Halaman

Sabtu, 16 Januari 2016

hidup dalam sangkar angan-angan politik kedaluwarsa 10 tahun

hidup dalam sangkar angan-angan politik kedaluwarsa 10 tahun

Hidup adalah proses waktu, fungsi waktu, dan waktu itu sendiri tak akan kembali lagi. Sedetik waktu lewat percuma, tak akan ada waktu pengganti, dan memang tak akan tergantikan. Waktu adalah kesempatan manusia untuk setia, loyal dan taat berikhtiar dalam koridor kehidupan dunia dan akhirat. Ruang dan waktu di depan mata, tidak otomatis menjadi hak milik kita.

Kehidupan yang dijalankan umat manusia, seolah hanya sekedar mengisi waktu luang sampai seakan sekuat tenaga berlomba dengan waktu. Kata ahli dunia ‘waktu adalah uang’ tidak ada salahnya, walau tentu tidak 100% benar. Kegiatan manusia dalam rambu-rambu ‘makan untuk hidup atau hidup untuk makan’, dalam skala harian 24 jam yang repetitif sampai target tahunan.

Mencapai target dan sasaran kehidupan, banyak cara dan jalur yang akan ditempuh manusia. Tak terhitung anak bangsa lebih memilah dan memilih jalan pintas untuk cepat sukses, kesohor, dan bermartabat secara duniawi. Tak terkecuali mereka yang menjatuhkan pilihan sebagai pelaku politik. Mulai dari mendirikan partai politik sampai hanya penggembira.

Jika cita-cita politik belum tercapai, belum kesampaian, belum terwujud. maka akal, logika, nalar politiknya kandas oleh kedigdayaan syahwat politik. Pasca pemerintahan SBY yang dua periode, yaitu 2004-2009 dan 2009-2014 bukannya tanpa dampak bagi kehidupan bermasyarakat, berbangsa dan bernegara.

Anehnya, para kawanan parpolis yang ikut pesta demokrasi 2014 dan mendapat jatah kursi wakil rakyat dan wakil daerah, namun tidak kebagian kursi RI-1 dan RI-2 merasa tidak sebagai bagian dari pemerintah.

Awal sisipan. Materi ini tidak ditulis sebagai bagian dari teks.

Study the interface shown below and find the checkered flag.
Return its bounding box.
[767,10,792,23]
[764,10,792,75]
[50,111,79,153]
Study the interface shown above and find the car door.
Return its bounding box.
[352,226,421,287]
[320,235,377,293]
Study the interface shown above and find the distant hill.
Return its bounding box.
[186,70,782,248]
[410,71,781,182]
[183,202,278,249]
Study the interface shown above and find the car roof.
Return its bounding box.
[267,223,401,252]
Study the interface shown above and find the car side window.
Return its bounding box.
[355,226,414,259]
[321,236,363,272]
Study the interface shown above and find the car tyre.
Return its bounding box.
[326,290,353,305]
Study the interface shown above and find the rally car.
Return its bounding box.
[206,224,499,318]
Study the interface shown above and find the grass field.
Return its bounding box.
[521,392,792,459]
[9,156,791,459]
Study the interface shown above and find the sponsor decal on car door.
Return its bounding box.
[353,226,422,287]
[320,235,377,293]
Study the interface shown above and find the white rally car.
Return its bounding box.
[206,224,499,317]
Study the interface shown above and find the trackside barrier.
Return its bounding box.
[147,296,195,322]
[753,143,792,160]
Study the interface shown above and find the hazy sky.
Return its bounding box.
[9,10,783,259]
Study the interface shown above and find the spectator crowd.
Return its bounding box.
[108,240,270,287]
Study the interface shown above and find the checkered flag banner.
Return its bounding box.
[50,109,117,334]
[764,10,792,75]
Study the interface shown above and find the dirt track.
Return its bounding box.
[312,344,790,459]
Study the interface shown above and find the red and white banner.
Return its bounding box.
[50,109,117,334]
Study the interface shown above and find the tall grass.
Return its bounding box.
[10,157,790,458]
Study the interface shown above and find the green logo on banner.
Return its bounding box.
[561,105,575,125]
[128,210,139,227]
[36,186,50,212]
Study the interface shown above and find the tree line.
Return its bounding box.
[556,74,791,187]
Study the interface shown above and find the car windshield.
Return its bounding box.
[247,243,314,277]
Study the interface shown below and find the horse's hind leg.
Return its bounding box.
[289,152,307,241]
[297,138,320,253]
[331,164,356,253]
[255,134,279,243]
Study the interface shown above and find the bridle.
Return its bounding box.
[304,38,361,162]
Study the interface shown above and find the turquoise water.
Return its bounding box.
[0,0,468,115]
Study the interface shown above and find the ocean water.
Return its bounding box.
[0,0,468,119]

Lebih celaka lagi, kawanan parpol pendukung, pengusung, penopang Jokowi-JK merasa sebagai Koalisi Pro-Pemerintah.

Pendidikan politik dengan doktrin revolusi mental, wajib bagi kawanan parpolis yang sedang nangkring dan nongkrong sebagai bagian dari penyelengara negara.

Di era mégatéga ini, terdapat bukti nyata terang-benderang dampak pasca SBY yaitu tidak berani maju sebagai capres dan sekaligus ternyata tidak siap menang. Akhirnya, syahwat politiknya hanya mengacu, berbasis, berpedoman pada angan-angan politik yang sudah kedaluwarsa satu dekade. Minimal membanggakan jasa bapak moyangnya.

Jangan heran, rakyat papan bawah, yang justru tidak buta politik, bisa membaca pelaku politik yang sedang naik panggung. Makanya, wayang kulit versi Jawa, ada yang kulit tokohnya berwarna merah. Bukan tanpa sebab dan bebas maksud. [HaeN].